Ryan’s already earned some disappointed tut-tuts in the West Wing for what they see as his waffling on ultimatums and making an unrealistic promise to return to the Hastert rule — the internal Republican practice of only bringing forward bills that have a support of a majority of House Republicans.
Most of all, as people around the White House point out, offering an advance defense for not getting much done, Ryan’s still got that same coterie of demanding right-wingers to deal with.
And if people in the White House think Ryan doesn't believe in his own budget, Ryan's allies would say they are wrong. Ryan isn't one to take a position to make a point. Notably: He voted for Boehner's budget Wednesday, even though the Republican right was urging him not to.

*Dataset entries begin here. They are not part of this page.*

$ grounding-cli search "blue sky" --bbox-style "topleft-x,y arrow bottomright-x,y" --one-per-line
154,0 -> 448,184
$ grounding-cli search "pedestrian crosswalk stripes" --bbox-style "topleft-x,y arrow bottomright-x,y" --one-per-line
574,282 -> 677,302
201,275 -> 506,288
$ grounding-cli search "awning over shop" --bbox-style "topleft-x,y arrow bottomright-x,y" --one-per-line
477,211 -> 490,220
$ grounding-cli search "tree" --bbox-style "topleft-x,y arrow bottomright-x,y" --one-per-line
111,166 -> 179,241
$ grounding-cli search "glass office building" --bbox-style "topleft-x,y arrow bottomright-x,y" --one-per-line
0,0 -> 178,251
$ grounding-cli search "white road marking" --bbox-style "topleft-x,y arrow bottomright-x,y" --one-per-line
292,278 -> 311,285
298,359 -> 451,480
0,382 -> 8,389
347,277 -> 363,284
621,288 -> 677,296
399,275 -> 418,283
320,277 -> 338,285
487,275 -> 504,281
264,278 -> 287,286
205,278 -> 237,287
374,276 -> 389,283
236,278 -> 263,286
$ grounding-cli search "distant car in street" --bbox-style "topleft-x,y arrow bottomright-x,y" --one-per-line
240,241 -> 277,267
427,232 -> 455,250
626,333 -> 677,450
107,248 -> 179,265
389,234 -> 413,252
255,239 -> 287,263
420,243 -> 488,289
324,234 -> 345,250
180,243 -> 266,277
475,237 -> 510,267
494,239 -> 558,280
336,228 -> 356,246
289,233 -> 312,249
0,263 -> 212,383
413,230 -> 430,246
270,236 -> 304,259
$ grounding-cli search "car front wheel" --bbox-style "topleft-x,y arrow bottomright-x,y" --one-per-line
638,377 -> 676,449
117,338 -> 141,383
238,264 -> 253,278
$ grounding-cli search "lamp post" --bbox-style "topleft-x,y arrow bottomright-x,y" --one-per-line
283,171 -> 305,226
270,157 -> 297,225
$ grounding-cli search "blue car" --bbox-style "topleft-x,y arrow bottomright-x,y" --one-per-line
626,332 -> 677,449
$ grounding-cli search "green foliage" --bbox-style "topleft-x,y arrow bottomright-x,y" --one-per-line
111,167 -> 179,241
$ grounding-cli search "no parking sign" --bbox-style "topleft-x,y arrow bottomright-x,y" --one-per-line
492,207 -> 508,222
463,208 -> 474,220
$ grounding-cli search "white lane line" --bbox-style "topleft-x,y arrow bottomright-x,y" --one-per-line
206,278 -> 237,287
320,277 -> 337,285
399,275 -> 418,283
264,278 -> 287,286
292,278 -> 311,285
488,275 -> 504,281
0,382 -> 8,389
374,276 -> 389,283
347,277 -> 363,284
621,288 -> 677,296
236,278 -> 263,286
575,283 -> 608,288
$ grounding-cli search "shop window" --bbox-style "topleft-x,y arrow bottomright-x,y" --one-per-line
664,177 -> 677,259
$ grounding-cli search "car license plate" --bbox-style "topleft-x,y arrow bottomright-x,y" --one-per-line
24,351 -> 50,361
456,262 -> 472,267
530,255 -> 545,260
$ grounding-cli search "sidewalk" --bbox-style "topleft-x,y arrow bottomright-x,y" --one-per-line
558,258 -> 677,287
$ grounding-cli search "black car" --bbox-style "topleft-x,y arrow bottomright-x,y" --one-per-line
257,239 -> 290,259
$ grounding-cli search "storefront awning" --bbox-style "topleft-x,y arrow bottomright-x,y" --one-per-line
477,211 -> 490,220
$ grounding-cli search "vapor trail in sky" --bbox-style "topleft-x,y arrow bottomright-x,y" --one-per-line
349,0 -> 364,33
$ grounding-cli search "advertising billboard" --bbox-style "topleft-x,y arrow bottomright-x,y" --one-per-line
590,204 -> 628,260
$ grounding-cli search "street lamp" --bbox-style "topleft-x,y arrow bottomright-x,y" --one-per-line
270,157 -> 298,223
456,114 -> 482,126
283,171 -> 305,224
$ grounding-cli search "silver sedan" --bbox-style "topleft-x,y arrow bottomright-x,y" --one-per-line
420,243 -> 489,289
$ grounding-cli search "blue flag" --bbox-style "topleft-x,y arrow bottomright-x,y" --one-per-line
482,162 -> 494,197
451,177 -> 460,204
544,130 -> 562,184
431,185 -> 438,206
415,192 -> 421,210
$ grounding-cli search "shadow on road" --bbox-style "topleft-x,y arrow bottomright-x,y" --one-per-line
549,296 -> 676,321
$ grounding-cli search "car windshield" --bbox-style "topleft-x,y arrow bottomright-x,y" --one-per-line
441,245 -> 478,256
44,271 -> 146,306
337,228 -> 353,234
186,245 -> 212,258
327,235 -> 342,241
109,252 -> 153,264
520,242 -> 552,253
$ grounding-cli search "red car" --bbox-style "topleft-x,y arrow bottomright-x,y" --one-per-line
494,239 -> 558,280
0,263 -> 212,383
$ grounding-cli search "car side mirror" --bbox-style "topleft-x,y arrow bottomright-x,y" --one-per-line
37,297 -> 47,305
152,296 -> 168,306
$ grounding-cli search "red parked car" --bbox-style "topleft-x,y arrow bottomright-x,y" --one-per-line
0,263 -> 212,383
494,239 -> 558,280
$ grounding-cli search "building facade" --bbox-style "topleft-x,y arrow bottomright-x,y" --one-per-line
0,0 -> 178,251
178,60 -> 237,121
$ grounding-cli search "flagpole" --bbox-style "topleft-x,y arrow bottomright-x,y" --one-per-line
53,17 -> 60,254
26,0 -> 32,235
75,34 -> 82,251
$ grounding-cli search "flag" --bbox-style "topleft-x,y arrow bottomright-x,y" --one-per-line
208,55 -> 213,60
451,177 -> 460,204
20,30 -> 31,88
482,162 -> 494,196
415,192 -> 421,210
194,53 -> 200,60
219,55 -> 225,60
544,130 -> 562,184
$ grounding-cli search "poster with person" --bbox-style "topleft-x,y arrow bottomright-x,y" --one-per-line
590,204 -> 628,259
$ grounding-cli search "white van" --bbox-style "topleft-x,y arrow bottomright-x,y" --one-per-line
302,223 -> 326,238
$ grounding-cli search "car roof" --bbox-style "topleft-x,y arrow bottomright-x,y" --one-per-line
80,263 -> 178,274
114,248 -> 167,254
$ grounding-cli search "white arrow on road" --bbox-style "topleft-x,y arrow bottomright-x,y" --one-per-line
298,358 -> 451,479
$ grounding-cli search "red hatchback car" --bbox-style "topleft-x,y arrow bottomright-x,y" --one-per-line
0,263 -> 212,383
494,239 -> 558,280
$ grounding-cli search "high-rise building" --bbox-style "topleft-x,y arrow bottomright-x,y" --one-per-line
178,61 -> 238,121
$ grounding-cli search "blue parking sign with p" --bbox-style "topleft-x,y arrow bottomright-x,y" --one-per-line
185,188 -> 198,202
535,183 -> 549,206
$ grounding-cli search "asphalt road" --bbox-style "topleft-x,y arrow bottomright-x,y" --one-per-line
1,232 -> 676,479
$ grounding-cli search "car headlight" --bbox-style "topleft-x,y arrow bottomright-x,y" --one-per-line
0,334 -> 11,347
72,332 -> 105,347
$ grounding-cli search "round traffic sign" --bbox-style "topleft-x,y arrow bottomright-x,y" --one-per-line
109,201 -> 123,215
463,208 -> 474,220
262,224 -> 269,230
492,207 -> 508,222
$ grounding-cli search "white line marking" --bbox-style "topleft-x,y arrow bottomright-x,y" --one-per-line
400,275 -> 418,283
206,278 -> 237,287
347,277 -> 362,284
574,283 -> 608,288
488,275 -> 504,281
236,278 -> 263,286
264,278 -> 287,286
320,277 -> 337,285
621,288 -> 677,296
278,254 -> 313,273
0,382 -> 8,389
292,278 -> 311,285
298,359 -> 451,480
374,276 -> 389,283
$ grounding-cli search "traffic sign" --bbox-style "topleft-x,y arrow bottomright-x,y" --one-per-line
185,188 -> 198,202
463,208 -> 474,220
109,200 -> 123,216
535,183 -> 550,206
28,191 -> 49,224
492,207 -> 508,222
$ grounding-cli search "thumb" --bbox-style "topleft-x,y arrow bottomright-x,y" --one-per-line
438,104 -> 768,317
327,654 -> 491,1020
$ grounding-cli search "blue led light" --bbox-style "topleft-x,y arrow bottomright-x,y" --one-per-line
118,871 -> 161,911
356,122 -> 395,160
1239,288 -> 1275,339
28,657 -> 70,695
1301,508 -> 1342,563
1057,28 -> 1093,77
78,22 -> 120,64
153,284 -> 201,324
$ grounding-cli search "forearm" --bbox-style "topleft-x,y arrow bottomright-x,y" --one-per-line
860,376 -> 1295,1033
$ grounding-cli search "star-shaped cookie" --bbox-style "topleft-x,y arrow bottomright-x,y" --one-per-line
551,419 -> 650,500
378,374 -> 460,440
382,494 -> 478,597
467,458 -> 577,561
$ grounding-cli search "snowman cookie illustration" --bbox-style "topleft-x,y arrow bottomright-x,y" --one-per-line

The White House long ago wrote off Boehner as unable or unwilling to do anything that would endanger his hold on power, and McCarthy, when he was on track to get the gavel, just looked to them like a less sophisticated, less capable and more combative alternative that would annoy them throughout the president’s final year.
Then there’s Ryan.
“The president has worked with Chairman Ryan on some key issues, like trade and on immigration, but there are a number of issues where we have vastly different approaches, vastly different policy positions,” White House principal deputy press secretary Eric Schultz said, after Ryan had secured the votes in the Republican Caucus. “Our concern all along in this process is that Republicans spend a lot of time and energy consolidating their fractious caucus, instead of working to figure out how Congress can run in a more bipartisan way.”